ISSN 2359-5191

10/04/2015 - Ano: 48 - Edição Nº: 18 - Arte e Cultura - Faculdade de Filosofia Letras e Ciências Humanas
Seriado quebra silêncio sobre diferenças entre negros e brancos
"Everybody hates Chris": série desconstrói protótipo de família afro-americana idealizada, expondo exclusão social a que se sujeita o negro
Protagonista busca pertencer a uma comunidade, mas sempre acaba frustrado. Imagem: Divulgação

Uma família tradicional, composta por um casal heterossexual e seus filhos, que vivem no subúrbio e têm dilemas típicos da classe média. Essa descrição contempla boa parte dos seriados de comédia norte-americanos, incluindo as chamadas Black sitcoms, que apresentam famílias afrodescendentes, como, por exemplo, The Cosby Show e My Wife and Kids (Eu, a Patroa e as Crianças). Mas, ainda dentro da ficção televisiva, seria possível um outro retrato da realidade enfrentada pelos negros afro-americanos? A dissertação de mestrado de Daniele Crema, defendida na Faculdade de Filosofia, Letras e Ciências Humanas da USP, mostra que sim.

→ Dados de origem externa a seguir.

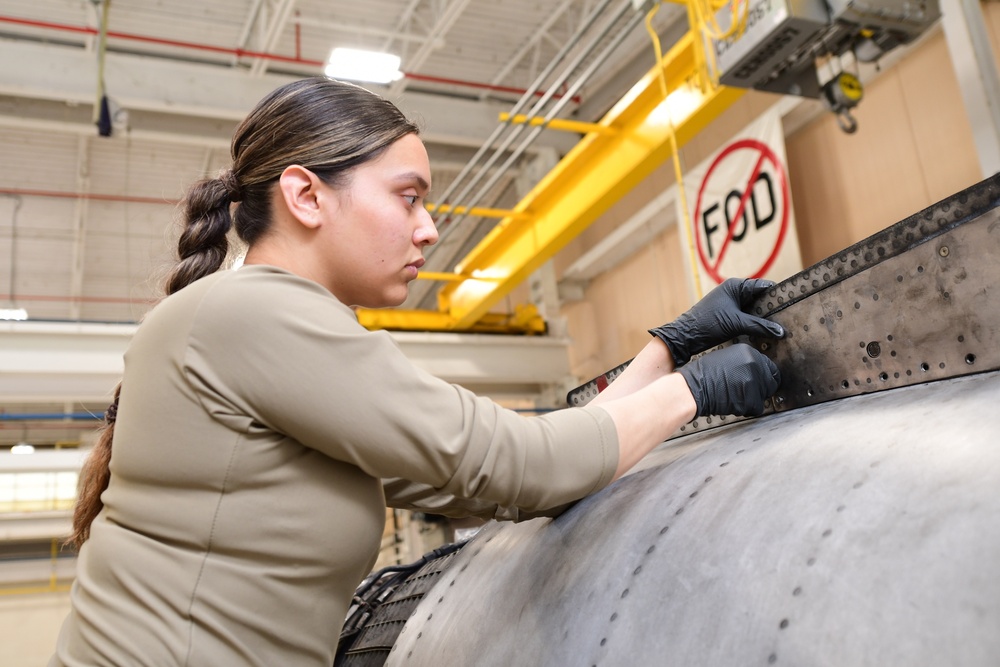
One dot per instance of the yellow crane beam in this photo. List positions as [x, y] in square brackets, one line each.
[600, 170]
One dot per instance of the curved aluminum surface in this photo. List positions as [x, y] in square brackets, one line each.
[865, 531]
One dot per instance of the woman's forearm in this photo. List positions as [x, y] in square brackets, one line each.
[648, 416]
[652, 363]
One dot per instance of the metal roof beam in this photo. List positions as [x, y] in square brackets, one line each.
[590, 179]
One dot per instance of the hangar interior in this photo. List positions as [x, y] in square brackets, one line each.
[89, 195]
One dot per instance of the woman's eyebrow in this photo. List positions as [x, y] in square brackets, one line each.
[414, 176]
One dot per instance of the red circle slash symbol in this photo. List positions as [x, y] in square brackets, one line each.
[765, 157]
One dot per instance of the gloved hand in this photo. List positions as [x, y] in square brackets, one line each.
[732, 381]
[717, 318]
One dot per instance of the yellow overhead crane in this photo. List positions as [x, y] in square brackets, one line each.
[617, 153]
[777, 49]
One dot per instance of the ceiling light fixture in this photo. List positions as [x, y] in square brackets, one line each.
[359, 65]
[22, 448]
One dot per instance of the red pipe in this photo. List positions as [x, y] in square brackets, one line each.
[73, 299]
[87, 195]
[241, 53]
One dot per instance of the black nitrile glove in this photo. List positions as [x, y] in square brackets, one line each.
[717, 318]
[732, 381]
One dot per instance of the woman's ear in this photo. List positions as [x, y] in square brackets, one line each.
[300, 191]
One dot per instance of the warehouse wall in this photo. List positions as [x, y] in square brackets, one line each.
[914, 146]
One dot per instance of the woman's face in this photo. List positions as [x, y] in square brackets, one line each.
[378, 227]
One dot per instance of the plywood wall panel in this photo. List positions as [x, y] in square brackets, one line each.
[913, 147]
[932, 101]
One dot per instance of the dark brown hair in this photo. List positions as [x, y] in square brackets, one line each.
[326, 126]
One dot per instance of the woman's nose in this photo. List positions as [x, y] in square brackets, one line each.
[426, 232]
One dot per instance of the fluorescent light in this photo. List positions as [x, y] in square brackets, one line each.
[359, 65]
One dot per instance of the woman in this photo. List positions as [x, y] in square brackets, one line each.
[256, 418]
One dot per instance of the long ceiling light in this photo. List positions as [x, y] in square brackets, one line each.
[359, 65]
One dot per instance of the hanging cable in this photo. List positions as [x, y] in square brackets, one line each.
[102, 107]
[12, 286]
[675, 154]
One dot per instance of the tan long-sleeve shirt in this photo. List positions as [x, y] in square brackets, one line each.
[257, 419]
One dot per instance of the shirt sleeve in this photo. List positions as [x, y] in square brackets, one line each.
[273, 351]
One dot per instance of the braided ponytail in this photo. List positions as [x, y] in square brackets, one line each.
[203, 246]
[94, 478]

A pesquisa indica que a série Everybody hates Chris (Todo mundo odeia o Chris), criada pelo comediante Chris Rock, desconstrói uma visão politicamente correta da relação entre negros e brancos na sociedade americana, a qual está presente na maioria das Black sitcoms,  que raramente discutem abertamente a exclusão social do negro. "Vi que a narrativa desses seriados se pautava sobre o silenciamento da diferença entre negros e brancos, já que ambos eram equiparados como se vivessem sob as mesmas condições. Havia, portanto, uma propensão a se caracterizar o negro à semelhança do branco", explica Crema. Dessa forma, a série de Chris Rock se diferencia das outras com protagonistas negros, pois nela não são incorporados os atributos da família branca idealizada e, por isso, há espaço para a problematização do racismo.

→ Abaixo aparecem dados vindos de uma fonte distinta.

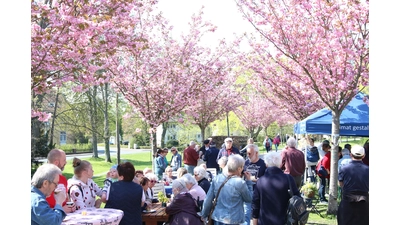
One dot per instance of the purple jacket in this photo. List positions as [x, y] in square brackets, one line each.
[182, 211]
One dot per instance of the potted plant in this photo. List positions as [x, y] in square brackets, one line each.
[309, 189]
[162, 198]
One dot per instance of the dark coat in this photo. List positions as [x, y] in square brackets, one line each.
[182, 211]
[126, 196]
[271, 196]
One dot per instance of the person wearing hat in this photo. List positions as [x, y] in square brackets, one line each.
[326, 163]
[354, 181]
[227, 149]
[204, 148]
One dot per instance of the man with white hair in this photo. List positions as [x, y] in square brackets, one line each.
[293, 162]
[43, 184]
[194, 189]
[354, 181]
[190, 157]
[228, 149]
[256, 167]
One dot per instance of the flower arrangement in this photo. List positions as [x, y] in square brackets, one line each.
[309, 189]
[162, 198]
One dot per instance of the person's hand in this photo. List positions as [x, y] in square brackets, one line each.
[69, 208]
[247, 175]
[60, 197]
[97, 203]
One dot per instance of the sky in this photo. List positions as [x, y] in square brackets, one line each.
[15, 90]
[222, 13]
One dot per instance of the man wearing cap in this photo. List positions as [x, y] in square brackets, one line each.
[190, 157]
[228, 149]
[326, 163]
[58, 157]
[176, 159]
[345, 156]
[204, 148]
[354, 181]
[211, 156]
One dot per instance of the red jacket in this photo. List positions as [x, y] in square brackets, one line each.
[190, 156]
[51, 200]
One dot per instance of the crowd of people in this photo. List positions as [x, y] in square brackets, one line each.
[244, 190]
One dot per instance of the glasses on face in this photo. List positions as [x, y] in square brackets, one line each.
[53, 183]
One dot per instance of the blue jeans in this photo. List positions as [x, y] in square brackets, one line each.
[190, 168]
[220, 223]
[247, 213]
[321, 189]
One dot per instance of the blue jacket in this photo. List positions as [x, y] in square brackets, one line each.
[41, 213]
[159, 166]
[234, 193]
[271, 196]
[126, 196]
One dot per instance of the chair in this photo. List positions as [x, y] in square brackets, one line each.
[213, 171]
[310, 204]
[157, 188]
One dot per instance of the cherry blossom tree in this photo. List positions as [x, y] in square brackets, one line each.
[257, 113]
[215, 103]
[159, 75]
[318, 45]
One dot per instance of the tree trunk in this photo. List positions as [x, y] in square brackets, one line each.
[164, 129]
[106, 126]
[333, 184]
[53, 119]
[117, 132]
[93, 119]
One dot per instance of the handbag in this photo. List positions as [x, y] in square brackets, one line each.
[210, 221]
[322, 172]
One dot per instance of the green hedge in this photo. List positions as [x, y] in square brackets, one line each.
[79, 148]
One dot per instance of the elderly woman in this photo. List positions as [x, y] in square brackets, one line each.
[81, 188]
[126, 195]
[201, 176]
[194, 189]
[160, 164]
[270, 197]
[182, 209]
[234, 192]
[153, 179]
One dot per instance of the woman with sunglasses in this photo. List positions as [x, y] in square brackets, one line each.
[81, 188]
[153, 179]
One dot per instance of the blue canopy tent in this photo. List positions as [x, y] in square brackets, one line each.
[354, 120]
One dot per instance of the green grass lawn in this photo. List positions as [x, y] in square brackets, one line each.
[141, 161]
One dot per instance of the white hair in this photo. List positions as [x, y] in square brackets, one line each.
[273, 159]
[188, 179]
[291, 142]
[234, 162]
[202, 173]
[151, 176]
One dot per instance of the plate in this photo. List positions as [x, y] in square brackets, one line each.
[145, 211]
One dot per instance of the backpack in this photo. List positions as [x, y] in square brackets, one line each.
[267, 145]
[297, 213]
[312, 154]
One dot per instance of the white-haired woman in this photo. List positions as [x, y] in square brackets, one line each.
[194, 189]
[270, 197]
[236, 191]
[201, 176]
[153, 179]
[182, 209]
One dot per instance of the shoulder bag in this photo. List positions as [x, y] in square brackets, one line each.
[210, 221]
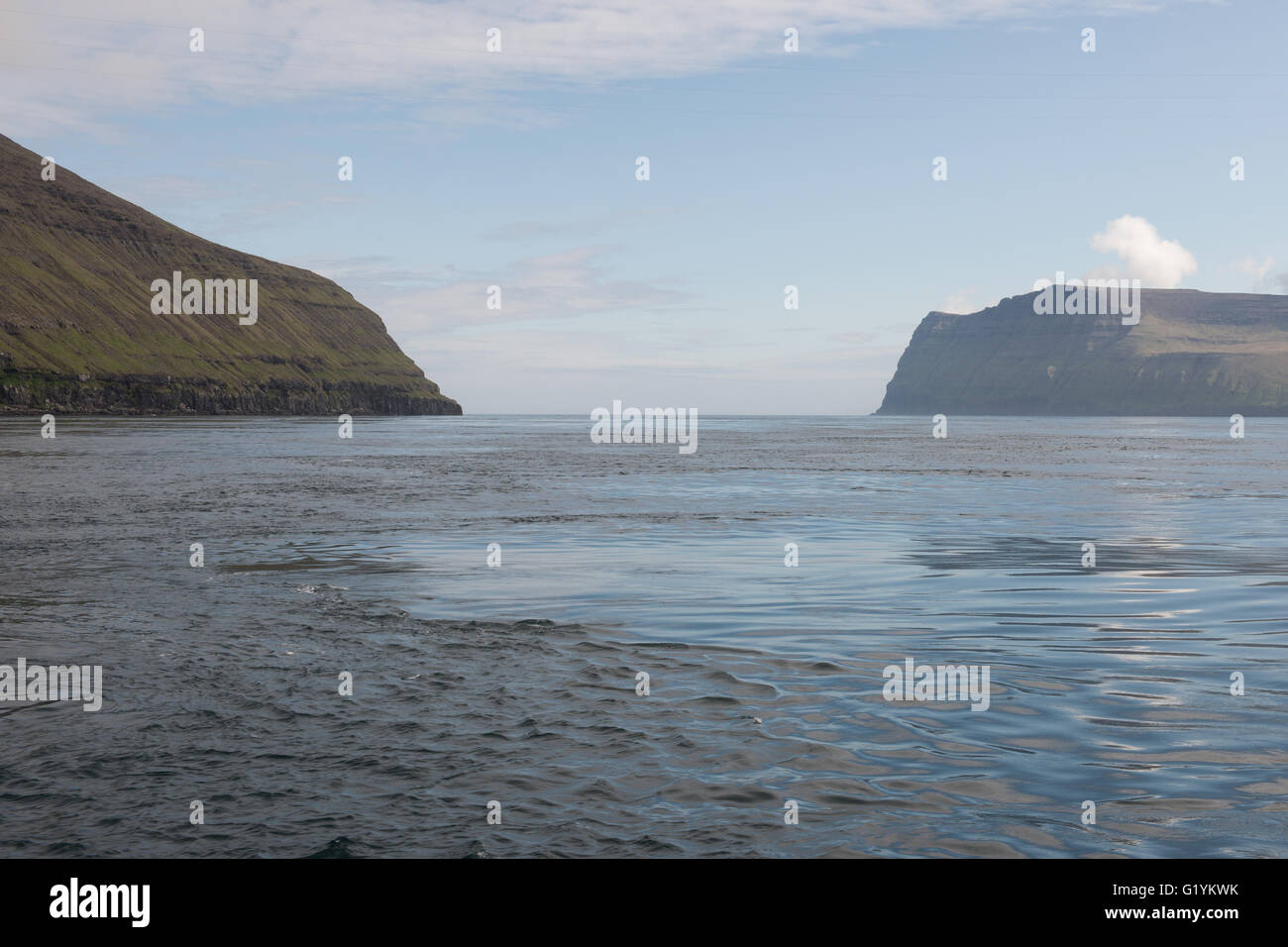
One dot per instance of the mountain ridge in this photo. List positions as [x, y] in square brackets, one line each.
[1192, 354]
[78, 334]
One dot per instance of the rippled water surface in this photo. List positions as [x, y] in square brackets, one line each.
[476, 684]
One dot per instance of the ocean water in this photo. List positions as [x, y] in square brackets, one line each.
[516, 684]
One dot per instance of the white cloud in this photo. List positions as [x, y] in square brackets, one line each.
[1145, 256]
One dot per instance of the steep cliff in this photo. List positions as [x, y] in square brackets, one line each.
[78, 334]
[1192, 354]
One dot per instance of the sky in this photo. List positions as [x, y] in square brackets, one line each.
[816, 167]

De acordo com o trabalho, a Black sitcom Everybody hates Chris, apesar de também ser focada em um núcleo familiar tradicional, satiriza a condição do negro de modo debochado, evidenciando que é muito diferente da vivida pelo branco. A pesquisadora Daniele Crema indica que, na série, "Chris Rock se reporta aos anos 80, quando era adolescente e sofria com o racismo. Isso lhe permite questionar e problematizar os estereótipos de afro-americanidade nos Estados Unidos, fato que torna o seriado em questão diferente dos demais. Nele, são expostas, e não suprimidas, a temática da segregação racial e a disseminação do imaginário do negro como violento, criminoso, malandro, entre outras caracterizações pejorativas."

Imaginário de afro-americanidade

A dissertação de Crema investigou como se produzem e legitimam percepções de negritude no programa televisivo em questão, sobretudo a partir da análise do protagonista da série. Segundo a pesquisadora, Chris está sempre em busca de pertencimento a uma comunidade, porém se frustra ao fim de cada episódio, já que nunca consegue, efetivamente, atingir seus objetivos. Consequentemente, Everybody hates Chris não mostra o afro-americano como bem-sucedido, mas como deslocado, ávido por um lugar na sociedade que lhe parece cada vez mais distante. "Essa, creio eu, é a principal questão trabalhada na série, pois nos instiga a questionar nossos lugares na sociedade atual", afirma a mestra.

Além da imagem do negro deslocado, outros sentidos de afro-americanidade estão presentes na série, de acordo com a pesquisa. Daniele Crema indica que "o seriado faz menção ao negro criminoso, ao negro traficante, preguiçoso e, ao mesmo tempo, desconstrói esses estereótipos ao mostrar o negro trabalhador, maternal, amoroso."